What is Labor Day weekend in Florida without a visit from Jim Cantore?
Just like Hurricane Idalia altered his plans last week, the major storm shook us for a loop here in Osceola County, even though it made its worst hit hundreds of miles up the Gulf coast.
And, just like forecasts change on the past of a hurricane like that, so did information about what was going on locally, particularly on Tuesday.
Here at the News-Gazette, Tuesdays are spent putting Thursday’s print product together, so we can ship it to the printing plant late that afternoon. Normally, it returns on the truck Wednesday to get in the vehicles that bring it to you Thursday. Last week, that timeline got shortened by Idalia, so by late lunchtime Tuesday we were “done” – we thought.

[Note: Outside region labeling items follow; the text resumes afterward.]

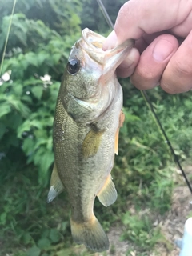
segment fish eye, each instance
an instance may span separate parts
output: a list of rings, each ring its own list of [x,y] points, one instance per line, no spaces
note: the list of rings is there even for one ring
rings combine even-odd
[[[70,60],[67,63],[67,70],[70,74],[78,73],[80,67],[80,62],[77,58]]]

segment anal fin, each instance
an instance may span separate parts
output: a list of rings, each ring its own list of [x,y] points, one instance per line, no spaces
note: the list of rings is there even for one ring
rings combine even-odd
[[[107,178],[103,187],[97,194],[101,203],[107,207],[112,205],[118,198],[118,193],[110,175]]]
[[[109,239],[94,214],[86,222],[76,222],[71,218],[70,226],[74,241],[78,244],[83,243],[94,252],[109,249]]]
[[[118,123],[118,128],[116,131],[115,134],[115,139],[114,139],[114,153],[116,154],[118,154],[118,134],[119,134],[119,129],[120,127],[122,127],[123,122],[125,120],[125,114],[123,114],[122,110],[121,110],[120,115],[119,115],[119,123]]]
[[[88,158],[96,154],[102,141],[102,130],[90,130],[82,142],[82,150],[84,158]]]
[[[56,164],[54,163],[53,172],[50,178],[50,191],[47,196],[47,202],[52,202],[57,195],[64,190],[63,184],[58,176]]]

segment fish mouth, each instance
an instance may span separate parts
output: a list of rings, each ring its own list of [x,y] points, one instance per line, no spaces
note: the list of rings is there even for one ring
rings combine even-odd
[[[102,50],[105,41],[105,37],[86,28],[82,32],[82,40],[79,44],[92,59],[103,65],[103,70],[107,71],[110,66],[114,70],[133,48],[134,40],[128,39],[114,49],[106,51]]]

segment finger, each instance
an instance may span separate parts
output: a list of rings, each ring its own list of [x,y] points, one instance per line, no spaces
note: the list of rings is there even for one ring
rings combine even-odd
[[[158,85],[163,70],[178,47],[177,39],[170,34],[162,34],[142,52],[139,62],[130,77],[131,82],[140,90]]]
[[[118,44],[128,38],[138,39],[143,34],[172,29],[182,22],[191,10],[192,2],[186,0],[174,0],[174,4],[173,0],[129,1],[120,9],[114,25]],[[110,41],[109,35],[104,47],[107,48]]]
[[[117,74],[121,78],[130,76],[139,61],[139,52],[136,48],[133,48],[126,58],[121,63],[117,69]]]
[[[162,88],[170,94],[192,89],[192,31],[169,62],[161,80]]]

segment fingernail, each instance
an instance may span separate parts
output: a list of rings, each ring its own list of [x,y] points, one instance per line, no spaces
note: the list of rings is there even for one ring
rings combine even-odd
[[[102,50],[106,50],[113,49],[116,46],[116,43],[117,43],[117,36],[114,30],[113,30],[108,35],[108,37],[106,38],[106,40],[103,43]]]
[[[173,45],[166,40],[160,40],[155,45],[153,57],[158,62],[164,61],[174,50]]]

So I ran to a local eatery to grab a bite to eat and decompress for a few minutes.
While eating my lunch I saw the alert that Gov. Ron DeSantis had added Osceola and Orange counties to his storm-related emergency declaration. “Oh boy, what’s this mean?” I thought.
Didn’t even take 15 minutes for that question to be answered. That’s how long it took for the Osceola School District to announce it was reversing its decision from that morning and would NOT open schools Wednesday. It started a domino effect, and within the next two hours every area government and utility agency announced Wednesday closures, after county officials announced at a 11:45 a.m. press conference that there wouldn’t be closures. Even our office would close.
When Category 3 and 4 hurricanes are involved, things come at you fast. Face it, we could have gone to work and to school in the weather we got Wednesday; we’ve gone in and driven home in far worse. But, for the schools, the events would have been a “bad look” in any case. At first, Osceola would have been an island on Wednesday, with Polk, Lake and Orange counties deciding to close. Then, by reversing course, some parents lashed out at the district and its fairly new superintendent Mark Shanoff for the course of events.
Come on, people. Decision makers do what they do based on the information they have at the time of making them. I actually liked the idea of schools staying open here at first. It meant not having to change up the schedule down the road to make up a day.
The district’s new superintendent has been solid and transparent. If nobody has told him this yet, Dr. Shanoff is on a roll.
And, now, we wait to see what future Hurricane Lee is going to do in the Atlantic. It’s an early September tradition.
And, speaking of September traditions, we will mark the anniversary of the 9/11 attacks on Monday. Has it really been 22 years?